Tepat pukul 8 pagi, saya pun beranjak keluar. Rasanya beda sekali perginya saya saat itu. Saya pergi ke pasar minggu dengan angkutan umum. Jalanan nampak lenggang. Tak ada kemacetan. Saya berusaha datang lebih dari yang dijanjikan. Sepanjang jalan di dalam angkot, detak jantung saya lebih kencang. Seperti ada kekhwatiran akan niat baik yang akan dijalani kelak. Ku dekatkan lagi diri ini dengan dzikir dan shalawat. Entah apakah hari ini akan menjadi hari bersejarah dalam hidupku. Menjadi hari yang bermula dalam kebahagiaan atau sebaliknya.

Maksud dan tujuan saya ke rumah guru mentor adalah melakukan pertemuan taaruf. Saya diundang datang setelah dua pekan sebelumnya menerima selembar biodata. Biodata bertuliskan nama lengkap dan identitas lainnya.

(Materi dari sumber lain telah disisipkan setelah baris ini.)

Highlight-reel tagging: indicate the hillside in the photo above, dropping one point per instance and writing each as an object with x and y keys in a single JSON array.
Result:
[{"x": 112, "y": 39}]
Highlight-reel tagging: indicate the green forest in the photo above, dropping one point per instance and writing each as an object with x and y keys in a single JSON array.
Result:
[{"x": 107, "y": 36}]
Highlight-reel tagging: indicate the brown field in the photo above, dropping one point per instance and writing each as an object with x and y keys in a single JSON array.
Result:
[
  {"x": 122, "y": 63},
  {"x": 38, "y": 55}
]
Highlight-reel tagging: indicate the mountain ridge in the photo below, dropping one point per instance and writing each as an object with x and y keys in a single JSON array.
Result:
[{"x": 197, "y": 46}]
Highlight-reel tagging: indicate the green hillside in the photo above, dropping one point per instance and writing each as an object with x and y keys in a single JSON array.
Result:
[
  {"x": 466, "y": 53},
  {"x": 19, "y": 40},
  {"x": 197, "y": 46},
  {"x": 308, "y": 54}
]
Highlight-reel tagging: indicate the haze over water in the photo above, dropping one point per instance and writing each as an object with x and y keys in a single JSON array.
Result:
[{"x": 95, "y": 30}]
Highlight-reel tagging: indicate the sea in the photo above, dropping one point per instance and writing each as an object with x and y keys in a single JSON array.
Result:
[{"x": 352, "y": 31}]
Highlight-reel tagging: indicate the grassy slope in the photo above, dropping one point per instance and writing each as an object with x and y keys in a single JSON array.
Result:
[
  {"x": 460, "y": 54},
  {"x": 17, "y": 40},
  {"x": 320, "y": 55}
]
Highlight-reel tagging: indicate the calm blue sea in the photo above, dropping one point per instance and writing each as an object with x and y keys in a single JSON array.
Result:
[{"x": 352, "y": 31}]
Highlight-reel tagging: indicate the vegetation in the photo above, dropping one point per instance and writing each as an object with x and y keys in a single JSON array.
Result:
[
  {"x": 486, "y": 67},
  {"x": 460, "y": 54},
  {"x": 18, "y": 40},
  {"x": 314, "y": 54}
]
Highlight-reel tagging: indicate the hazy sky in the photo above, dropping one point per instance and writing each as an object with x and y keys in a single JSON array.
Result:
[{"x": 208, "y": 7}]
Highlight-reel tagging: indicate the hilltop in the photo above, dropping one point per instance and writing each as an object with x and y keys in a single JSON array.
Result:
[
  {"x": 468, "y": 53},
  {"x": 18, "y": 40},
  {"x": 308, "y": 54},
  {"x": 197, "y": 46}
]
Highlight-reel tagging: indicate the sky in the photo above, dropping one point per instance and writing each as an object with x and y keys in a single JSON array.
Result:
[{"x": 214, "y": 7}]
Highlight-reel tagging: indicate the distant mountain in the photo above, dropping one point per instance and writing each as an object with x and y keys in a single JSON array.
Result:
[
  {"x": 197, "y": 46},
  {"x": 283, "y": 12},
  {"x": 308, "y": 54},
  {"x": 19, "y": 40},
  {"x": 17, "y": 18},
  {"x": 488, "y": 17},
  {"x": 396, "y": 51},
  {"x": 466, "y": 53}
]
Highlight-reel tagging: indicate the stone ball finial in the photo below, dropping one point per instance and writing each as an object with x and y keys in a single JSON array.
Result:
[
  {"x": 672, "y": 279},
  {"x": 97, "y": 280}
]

Sebuah foto 4 X 6 pas photo. Sebelumnya saya tidak pernah menerima biodata. Hanyalah satu biodata yang beratasnamakan Setyo Budiono. Qadarullah, pertemuan taaruf ini bersama dengan nama yang sama di biodata tersebut. Taaruf sendiri kupilih sebagai langkah mencari pendamping hidup. Tak ingin berpacaran karena memang tak diizinkan dalam syariat dan keluarga. Prinsip saya hanya satu saat itu. Jika ada yang berkenan untuk taaruf padaku, Insyaa Allah saya akan terima untuk melanjutkan hingga jenjang pernikahan.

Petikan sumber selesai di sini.